Scientific Reports 2, Article number: 936 (2012); Published: 6 December 2012; Updated: 14 December 2012

The labels in Figure 1E and Figure 3B were inadvertently switched for the Cold and Hot Syndrome patients and therefore published in the wrong order. The correct version of the figures and their labels appear below.

Figure 1
figure 1

(A) An ancient instruction for tongue diagnosis recorded in Shang-han-dian-dian-jin, a TCM book compiled in the Ming Dynasty of China (1368–1644 AD).(B) Symptoms all over human body used as features for the TCM classification of Cold and Hot Syndromes; the tongue-coating feature is highly important in clinical practice. (C) Sampling images of tongue coating from the centre of the tongue, an area regarded as reflecting conditions of the “spleen-stomach” in the traditional tongue diagnosis. (D) Typical tongue-coating appearances: normal tongue coating of healthy control examples (upper), white-greasy tongue coating of Cold Syndrome examples (middle) and yellow-dense tongue coating of Hot Syndrome examples (lower). (E) Principal Component Analysis (PCA) of the tongue-coating images.
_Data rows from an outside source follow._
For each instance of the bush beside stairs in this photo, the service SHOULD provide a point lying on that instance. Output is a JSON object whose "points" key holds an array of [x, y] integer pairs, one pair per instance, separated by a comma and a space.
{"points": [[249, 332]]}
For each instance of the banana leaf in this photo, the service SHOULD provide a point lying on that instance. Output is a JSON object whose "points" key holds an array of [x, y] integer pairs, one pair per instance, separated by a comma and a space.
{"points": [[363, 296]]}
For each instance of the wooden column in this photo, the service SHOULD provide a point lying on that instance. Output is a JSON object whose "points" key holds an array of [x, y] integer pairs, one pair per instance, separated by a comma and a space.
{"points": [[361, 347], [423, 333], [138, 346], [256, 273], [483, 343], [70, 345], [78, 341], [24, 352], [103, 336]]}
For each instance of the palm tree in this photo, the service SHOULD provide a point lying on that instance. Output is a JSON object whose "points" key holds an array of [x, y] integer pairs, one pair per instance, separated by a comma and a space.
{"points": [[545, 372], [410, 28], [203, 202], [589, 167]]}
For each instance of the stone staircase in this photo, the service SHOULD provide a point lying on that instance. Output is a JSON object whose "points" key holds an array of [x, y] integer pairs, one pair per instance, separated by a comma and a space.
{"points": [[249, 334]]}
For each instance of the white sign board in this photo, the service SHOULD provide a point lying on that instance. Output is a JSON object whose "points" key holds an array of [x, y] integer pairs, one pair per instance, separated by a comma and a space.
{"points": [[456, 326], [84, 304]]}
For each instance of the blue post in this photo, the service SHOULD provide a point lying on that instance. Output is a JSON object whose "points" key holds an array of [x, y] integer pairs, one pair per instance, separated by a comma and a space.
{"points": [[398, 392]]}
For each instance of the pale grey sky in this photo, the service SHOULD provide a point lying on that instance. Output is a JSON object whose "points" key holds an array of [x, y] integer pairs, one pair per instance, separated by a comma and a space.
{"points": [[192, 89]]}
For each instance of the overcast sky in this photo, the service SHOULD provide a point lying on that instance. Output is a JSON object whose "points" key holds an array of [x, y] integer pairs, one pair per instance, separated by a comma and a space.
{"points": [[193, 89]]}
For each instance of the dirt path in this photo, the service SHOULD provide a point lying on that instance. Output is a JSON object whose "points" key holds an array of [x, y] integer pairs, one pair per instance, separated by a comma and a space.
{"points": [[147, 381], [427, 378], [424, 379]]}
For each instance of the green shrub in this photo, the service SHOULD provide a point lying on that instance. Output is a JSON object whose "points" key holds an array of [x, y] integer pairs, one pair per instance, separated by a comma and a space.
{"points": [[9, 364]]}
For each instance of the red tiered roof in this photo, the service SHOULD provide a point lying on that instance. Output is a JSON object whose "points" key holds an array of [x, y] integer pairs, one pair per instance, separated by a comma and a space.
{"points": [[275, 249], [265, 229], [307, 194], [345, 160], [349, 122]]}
The healthy controls, Cold Syndrome patients and Hot Syndrome patients are distributed in separate regions, indicating that the three classes are distinguishable based on their tongue-coating images.

Figure 3
figure 2

(A) Alpha diversity rarefaction curves of all 27 samples based on species-level OTUs.(B) PCoA plot of the between-sample Jaccard matrix of all 27 samples. (C) AMOVA results of the between-sample Jaccard distance matrix of the 19 gastritis patients. The F-statistic is the ratio of the mean square among groups within the groups. (D) AMOVA results of the between-sample unweighted Unifrac distance matrix of the 19 gastritis patients.